Poland
Poland Political system
The Republic of Poland is a parliamentary democracy. The parliament is made
up of two chambers: the Sejm (460 members) and the Senate (100 members). The
chambers are elected every four years. The head of state is directly elected
every five years. It can be re-elected once. The right to vote is from 18
years. The country is divided into 16 administrative districts.

On November 16, 2007 the cabinet of the new Prime Minister Donald Franciszek
Tusk was sworn in by Polish President Lech Kaczyński.

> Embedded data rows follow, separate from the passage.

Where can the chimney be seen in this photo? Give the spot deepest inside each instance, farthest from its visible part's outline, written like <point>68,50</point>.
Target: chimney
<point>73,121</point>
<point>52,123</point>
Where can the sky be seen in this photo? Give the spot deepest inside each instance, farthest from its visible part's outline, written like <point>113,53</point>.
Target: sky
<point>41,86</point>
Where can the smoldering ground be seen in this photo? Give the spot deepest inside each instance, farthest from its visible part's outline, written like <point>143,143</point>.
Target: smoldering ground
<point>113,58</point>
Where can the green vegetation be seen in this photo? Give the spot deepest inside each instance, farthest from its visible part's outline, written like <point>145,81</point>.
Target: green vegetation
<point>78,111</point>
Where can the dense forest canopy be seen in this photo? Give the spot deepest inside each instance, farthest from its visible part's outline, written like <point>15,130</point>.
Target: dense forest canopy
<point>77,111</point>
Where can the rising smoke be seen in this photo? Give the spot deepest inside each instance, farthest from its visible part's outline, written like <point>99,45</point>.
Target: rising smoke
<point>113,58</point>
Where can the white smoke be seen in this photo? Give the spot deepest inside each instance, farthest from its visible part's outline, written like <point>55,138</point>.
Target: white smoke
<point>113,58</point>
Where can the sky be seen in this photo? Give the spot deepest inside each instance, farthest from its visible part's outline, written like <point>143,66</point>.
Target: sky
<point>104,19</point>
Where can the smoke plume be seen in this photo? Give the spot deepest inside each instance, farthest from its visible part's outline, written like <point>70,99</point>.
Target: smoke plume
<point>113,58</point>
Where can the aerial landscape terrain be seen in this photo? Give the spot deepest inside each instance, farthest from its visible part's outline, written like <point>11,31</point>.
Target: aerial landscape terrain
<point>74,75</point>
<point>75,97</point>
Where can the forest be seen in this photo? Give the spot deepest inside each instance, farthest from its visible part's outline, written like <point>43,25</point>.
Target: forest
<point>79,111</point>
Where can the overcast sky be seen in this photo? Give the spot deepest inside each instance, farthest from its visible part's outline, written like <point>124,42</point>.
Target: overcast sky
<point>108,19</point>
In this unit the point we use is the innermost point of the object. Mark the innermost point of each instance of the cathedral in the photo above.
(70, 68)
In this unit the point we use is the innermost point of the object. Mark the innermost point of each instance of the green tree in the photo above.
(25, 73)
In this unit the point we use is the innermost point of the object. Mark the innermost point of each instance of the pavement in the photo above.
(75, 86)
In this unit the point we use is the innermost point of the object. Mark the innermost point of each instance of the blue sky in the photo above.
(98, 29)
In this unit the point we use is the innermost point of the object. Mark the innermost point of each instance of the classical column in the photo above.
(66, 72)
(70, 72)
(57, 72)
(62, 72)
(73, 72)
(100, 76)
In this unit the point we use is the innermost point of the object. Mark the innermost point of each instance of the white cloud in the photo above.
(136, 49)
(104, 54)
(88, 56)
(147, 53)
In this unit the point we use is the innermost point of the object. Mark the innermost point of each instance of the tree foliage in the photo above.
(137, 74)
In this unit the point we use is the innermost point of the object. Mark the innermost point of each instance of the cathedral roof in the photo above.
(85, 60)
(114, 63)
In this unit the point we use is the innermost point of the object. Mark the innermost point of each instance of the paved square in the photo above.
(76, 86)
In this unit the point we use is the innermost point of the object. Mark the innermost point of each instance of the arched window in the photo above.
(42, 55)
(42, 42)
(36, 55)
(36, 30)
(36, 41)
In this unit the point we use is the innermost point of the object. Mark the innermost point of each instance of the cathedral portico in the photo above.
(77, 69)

Tusk is the chairman of
the liberal-conservative party "Platforma Obywatelska" and took over the office
after his election victory on October 21, 2007 from his predecessor Jarosław
Kaczyński - the twin brother of President Lech Kaczyński - from the "Law and
Justice Party (PiS)".
On the morning of April 10, 2010, the Polish presidential plane crashed shortly
before the airport in Smolensk. 97 high-ranking representatives of the Polish
political, military and economic elite were killed in the crash - including the
country's president Lech Kaczynski and his wife Maria. The delegation was on its
way to a memorial service in Katyn to commemorate the 22,000 Polish officers
murdered by the Soviet secret police 70 years ago and other members of the
Polish elite at the time. This misfortune is considered to be the worst stroke
of fate in the country after World War II.
According to Digopaul.com,
the official name of the country is:
Rzeczpospolita Polska
Republic of Poland |
National anthem
The national anthem of a country is usually a piece of music underlaid with a
text, which is intended to express the state and lifestyle of a country. It is
usually played on particularly festive occasions.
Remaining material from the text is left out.